In Minnesota, we typically only grow crops for a couple of months, leaving the soil bare the rest of the time. Any time you don’t have a primary crop growing, you can grow a cover crop. Common windows include before planting your main crop, in between crops, and after you’ve harvested. Here are three example scenarios:
When planting tomatoes or pumpkins, many gardeners don’t transplant or seed until mid-June. In this scenario, you could plant a cool-season cover crop in early May, and work it into the soil in June before planting your main crop.
If you use a bed to grow an early-season crop like lettuce, you might harvest in May or June and then wait to plant that bed again until later in the summer. You could grow a fast-growing cover crop in the window between plantings.
Some crops like cucumber and zucchini get pulled around early August, leaving the soil bare for the remainder of the season. In this scenario, you would plant your cover crop after harvesting your main crop, and either allow it to die over the winter (by choosing a non-hardy species), or cut it and work it into your soil the following spring.
You can grow a cover crop during the main season in areas that are not being used. A common example is planting clover between rows instead of mulching.

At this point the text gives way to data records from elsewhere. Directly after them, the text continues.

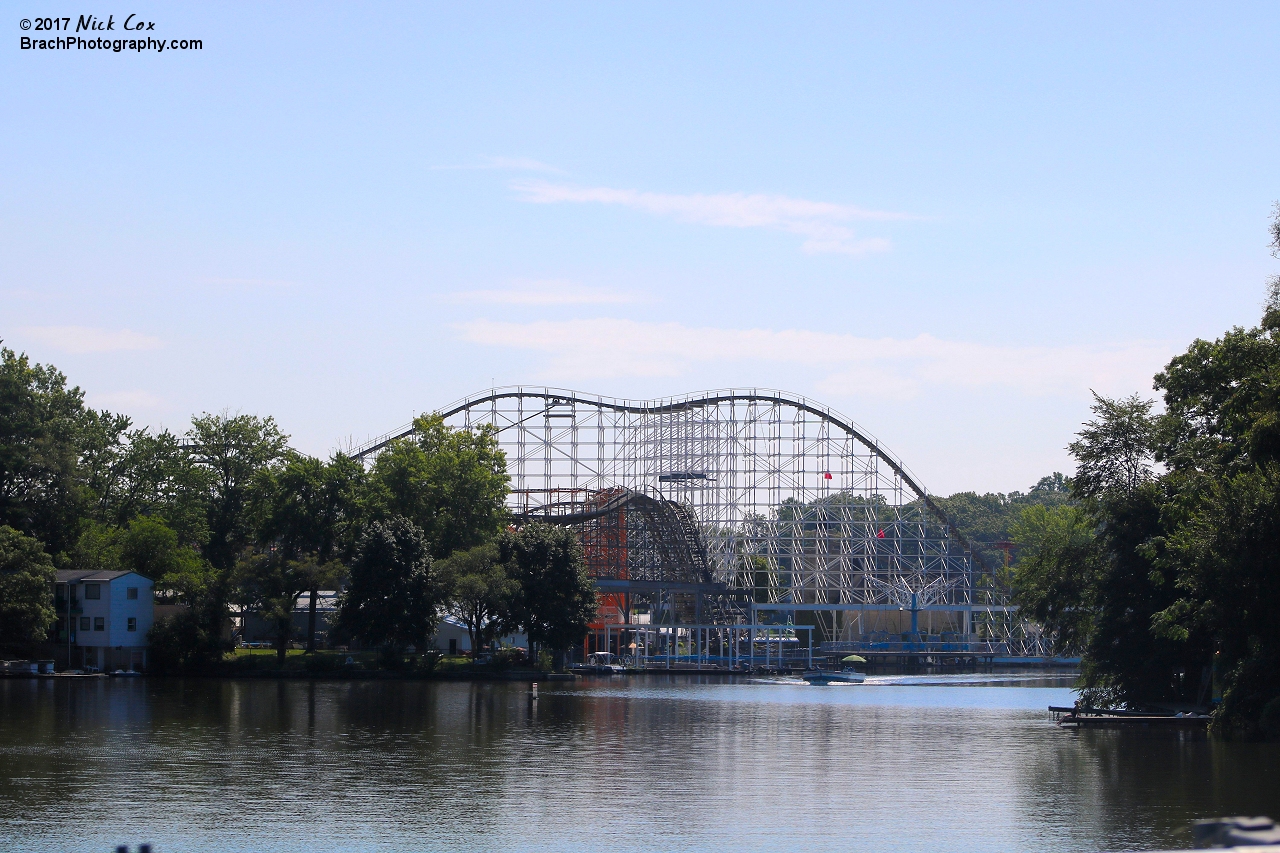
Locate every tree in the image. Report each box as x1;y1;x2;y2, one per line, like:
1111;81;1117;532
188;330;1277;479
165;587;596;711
186;414;288;653
370;415;507;558
334;516;443;651
438;543;520;653
498;524;598;653
187;414;288;571
230;551;311;669
0;347;86;553
1068;393;1155;498
0;525;58;654
257;453;365;652
1010;505;1102;654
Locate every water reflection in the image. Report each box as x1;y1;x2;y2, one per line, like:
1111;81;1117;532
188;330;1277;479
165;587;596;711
0;676;1280;853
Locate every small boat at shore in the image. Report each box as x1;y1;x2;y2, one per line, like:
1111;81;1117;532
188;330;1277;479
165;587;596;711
800;670;867;686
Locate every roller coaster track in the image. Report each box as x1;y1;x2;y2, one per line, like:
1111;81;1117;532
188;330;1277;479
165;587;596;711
351;387;989;563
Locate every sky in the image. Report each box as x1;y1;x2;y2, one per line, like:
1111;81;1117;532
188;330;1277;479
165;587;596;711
0;0;1280;494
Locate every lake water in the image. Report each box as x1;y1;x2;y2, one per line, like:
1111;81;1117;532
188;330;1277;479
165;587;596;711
0;676;1280;853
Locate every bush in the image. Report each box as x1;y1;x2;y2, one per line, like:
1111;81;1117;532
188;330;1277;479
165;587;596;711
147;610;227;675
1258;695;1280;740
302;654;342;672
490;648;527;670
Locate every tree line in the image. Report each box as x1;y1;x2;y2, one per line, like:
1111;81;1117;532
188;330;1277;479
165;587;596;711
0;347;595;671
1010;204;1280;736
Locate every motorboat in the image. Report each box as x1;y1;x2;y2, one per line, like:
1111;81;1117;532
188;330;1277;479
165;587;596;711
800;670;867;686
570;652;627;675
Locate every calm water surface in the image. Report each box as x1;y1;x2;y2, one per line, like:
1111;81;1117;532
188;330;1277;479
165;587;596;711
0;676;1280;853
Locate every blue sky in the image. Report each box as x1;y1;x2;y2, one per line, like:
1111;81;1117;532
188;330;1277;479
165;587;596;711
0;3;1280;494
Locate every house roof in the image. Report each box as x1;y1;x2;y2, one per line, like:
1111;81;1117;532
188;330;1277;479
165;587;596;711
58;569;151;584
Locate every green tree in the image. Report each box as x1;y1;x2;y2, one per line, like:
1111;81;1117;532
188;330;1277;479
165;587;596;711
230;549;319;669
0;347;86;553
0;525;58;654
436;543;520;653
257;453;366;652
187;414;288;571
498;524;598;654
1155;244;1280;731
334;516;443;651
370;415;507;558
1010;505;1102;654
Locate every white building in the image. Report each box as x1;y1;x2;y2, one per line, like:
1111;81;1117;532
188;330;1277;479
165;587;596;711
54;571;154;671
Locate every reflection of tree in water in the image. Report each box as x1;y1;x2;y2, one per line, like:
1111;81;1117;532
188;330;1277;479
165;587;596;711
1021;729;1280;849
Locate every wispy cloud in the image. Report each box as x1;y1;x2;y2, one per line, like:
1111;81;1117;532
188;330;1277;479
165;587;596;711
201;275;294;288
20;325;164;355
457;319;1172;400
449;279;640;305
511;181;915;255
88;391;164;410
431;158;564;174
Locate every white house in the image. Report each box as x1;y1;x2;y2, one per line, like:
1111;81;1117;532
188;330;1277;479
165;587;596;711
54;571;154;671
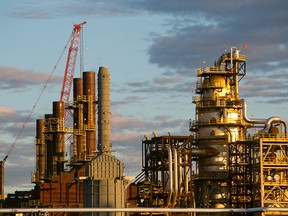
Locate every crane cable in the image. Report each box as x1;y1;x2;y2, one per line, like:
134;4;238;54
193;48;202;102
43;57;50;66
3;34;72;162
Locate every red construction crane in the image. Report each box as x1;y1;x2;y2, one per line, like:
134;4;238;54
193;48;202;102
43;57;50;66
60;21;86;103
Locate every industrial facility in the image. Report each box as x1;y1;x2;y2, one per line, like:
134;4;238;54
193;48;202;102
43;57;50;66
0;22;288;216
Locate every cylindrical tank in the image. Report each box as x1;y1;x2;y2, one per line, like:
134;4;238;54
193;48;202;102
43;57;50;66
73;78;85;160
36;119;46;180
98;67;111;154
83;71;96;157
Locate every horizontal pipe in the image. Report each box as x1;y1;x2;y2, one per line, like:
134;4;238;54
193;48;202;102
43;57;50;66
191;147;220;157
0;207;280;213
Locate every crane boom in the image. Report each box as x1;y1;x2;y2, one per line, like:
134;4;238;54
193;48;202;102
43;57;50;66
60;21;86;103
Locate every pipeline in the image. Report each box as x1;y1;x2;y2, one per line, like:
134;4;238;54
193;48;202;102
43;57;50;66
165;147;173;208
171;148;178;207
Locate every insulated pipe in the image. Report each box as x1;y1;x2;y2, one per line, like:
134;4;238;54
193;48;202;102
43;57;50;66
241;99;281;130
192;147;219;158
171;148;178;207
165;147;173;208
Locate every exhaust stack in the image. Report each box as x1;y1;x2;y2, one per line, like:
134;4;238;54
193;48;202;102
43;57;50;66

What species should I choose?
There are three main things to think about when choosing a cover crop for your space:
Will it die over the winter?
Most cover crops will naturally die over the winter (examples include buckwheat, oats and peas, phacelia, Sudangrass, tillage radish). Others, like winter rye, survive the winter and need to be terminated, or killed and worked into the soil. In a small garden, I suggest a species that will die over the winter, simply because it’s easier to manage.

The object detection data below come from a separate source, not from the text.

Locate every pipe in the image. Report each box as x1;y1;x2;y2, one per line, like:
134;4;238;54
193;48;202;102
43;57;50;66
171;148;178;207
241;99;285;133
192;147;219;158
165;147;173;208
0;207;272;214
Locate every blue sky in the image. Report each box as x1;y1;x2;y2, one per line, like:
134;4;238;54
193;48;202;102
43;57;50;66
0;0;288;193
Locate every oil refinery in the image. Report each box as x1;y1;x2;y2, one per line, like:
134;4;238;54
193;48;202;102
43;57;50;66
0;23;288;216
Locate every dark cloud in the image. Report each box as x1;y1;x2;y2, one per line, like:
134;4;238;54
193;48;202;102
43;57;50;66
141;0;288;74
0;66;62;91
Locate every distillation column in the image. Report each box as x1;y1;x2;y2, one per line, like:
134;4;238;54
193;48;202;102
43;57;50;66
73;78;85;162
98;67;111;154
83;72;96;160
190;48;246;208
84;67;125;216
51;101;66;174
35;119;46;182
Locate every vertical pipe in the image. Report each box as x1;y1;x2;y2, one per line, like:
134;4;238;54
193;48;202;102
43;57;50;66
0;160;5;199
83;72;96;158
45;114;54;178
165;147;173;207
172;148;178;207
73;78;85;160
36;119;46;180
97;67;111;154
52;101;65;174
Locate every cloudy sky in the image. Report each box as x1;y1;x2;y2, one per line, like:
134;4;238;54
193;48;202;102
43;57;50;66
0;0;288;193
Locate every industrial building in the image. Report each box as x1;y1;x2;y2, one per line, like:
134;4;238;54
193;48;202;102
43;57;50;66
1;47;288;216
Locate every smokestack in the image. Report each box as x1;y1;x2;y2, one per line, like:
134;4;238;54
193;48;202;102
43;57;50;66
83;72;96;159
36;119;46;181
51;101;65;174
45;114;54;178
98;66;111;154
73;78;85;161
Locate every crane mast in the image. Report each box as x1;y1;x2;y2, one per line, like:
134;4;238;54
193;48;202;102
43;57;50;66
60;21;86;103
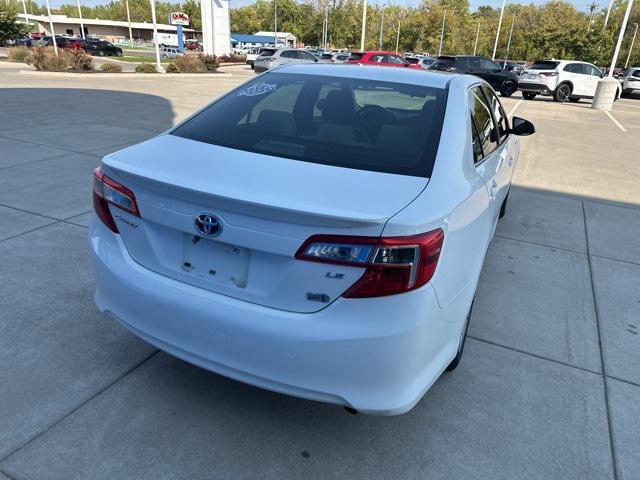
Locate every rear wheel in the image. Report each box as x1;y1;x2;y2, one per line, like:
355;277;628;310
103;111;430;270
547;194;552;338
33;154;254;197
445;300;473;372
500;80;518;97
553;83;571;103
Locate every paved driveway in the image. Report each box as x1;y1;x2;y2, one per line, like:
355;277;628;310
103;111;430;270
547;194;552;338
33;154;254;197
0;66;640;480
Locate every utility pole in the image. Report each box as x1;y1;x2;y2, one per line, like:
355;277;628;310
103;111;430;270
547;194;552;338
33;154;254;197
273;0;278;48
125;0;133;45
602;0;613;30
77;0;84;38
45;0;58;55
438;8;447;56
587;2;596;33
360;0;367;52
491;0;508;60
624;23;638;68
149;0;162;72
502;13;516;70
473;20;480;57
378;5;386;50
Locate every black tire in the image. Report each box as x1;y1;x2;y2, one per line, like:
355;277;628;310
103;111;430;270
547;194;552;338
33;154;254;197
498;192;509;218
500;80;518;97
445;300;473;372
553;83;571;103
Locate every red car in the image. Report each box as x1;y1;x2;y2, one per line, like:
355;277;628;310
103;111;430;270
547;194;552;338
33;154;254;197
344;52;422;70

Farmers who use cover crops that overwinter have flail mowers and other equipment for termination; you could do this with a machete or a very tough lawnmower, but if you’re trying a cover crop for the first time, a winter-killed species will be easier.

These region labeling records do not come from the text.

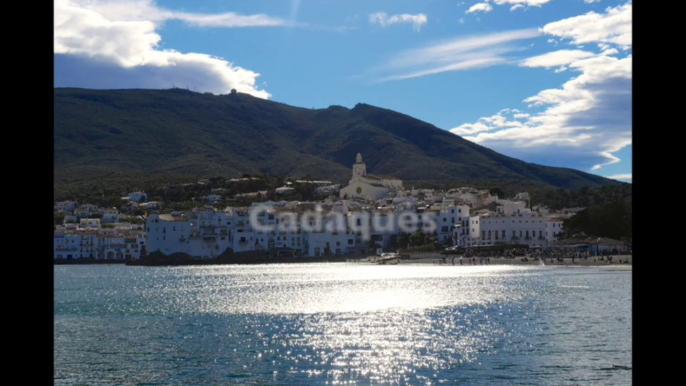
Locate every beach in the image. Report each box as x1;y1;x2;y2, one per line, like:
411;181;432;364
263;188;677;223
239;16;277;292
359;253;633;267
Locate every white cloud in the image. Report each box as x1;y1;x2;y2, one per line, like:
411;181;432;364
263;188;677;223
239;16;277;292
54;0;276;98
464;3;493;13
376;29;539;82
71;0;292;28
451;6;632;170
369;12;429;31
486;0;550;11
541;3;632;50
520;50;595;68
607;173;633;181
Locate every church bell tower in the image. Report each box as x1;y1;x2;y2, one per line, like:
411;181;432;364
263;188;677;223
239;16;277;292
353;153;367;180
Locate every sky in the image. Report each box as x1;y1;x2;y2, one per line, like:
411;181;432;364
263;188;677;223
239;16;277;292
54;0;632;182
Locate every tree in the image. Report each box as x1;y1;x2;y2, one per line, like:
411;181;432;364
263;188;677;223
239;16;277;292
488;188;505;198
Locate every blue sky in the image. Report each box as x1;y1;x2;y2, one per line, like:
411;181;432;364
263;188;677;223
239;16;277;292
54;0;632;181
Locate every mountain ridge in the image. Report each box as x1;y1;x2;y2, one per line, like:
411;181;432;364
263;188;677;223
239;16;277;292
54;88;622;188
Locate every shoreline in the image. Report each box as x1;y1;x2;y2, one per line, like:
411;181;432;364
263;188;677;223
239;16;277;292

What benefits are you looking for?
Do you want your cover crop to fix nitrogen? If so, make sure to choose a legume like peas, vetch, clover, or beans.
Do you want it to provide food for pollinators? If so, choose a flowering crop like buckwheat, phacelia or clover, and make sure to read the seed label in order to plant it with enough time for it to flower before the first freeze.
When are you planting?
Depending on when you plant your cover crop, you may have limited options. The Midwest Cover Crop Council has an excellent decision making tool with a long list of cover crops and planting windows for your county.
Say you wait until September to plant a cover crop; the tool will tell you which species can be reliably planted in September in your area, leaving enough time for good establishment before the first freeze. Other cover crops don’t do well in the summer heat; the tool will tell you which cover crops can reliably establish in August, and which cannot.
How do I plant a cover crop?
Many garden stores sell cover crop seed, as do vegetable seed catalogs. The seed company should tell you the recommended amount of seed for your area. Most cover crops should be planted fairly densely, more like a crop field than a vegetable garden.
Depending on your scale, you may be able to seed by hand. One simple trick that mid-size growers use is drilling seed-sized holes in a 5-gallon bucket, filling the bucket with seed, and walking up and down the field shaking the bucket for even seeding.
For best results, start with a weed-free seedbed and make sure to fertilize your cover crop like you would a regular crop.
One of the goals when using a cover crop is to establish as much biomass as possible, which you can then work back into your soil as organic matter. If a crop is adequately fertilized, it will be more likely to produce a healthy amount of biomass.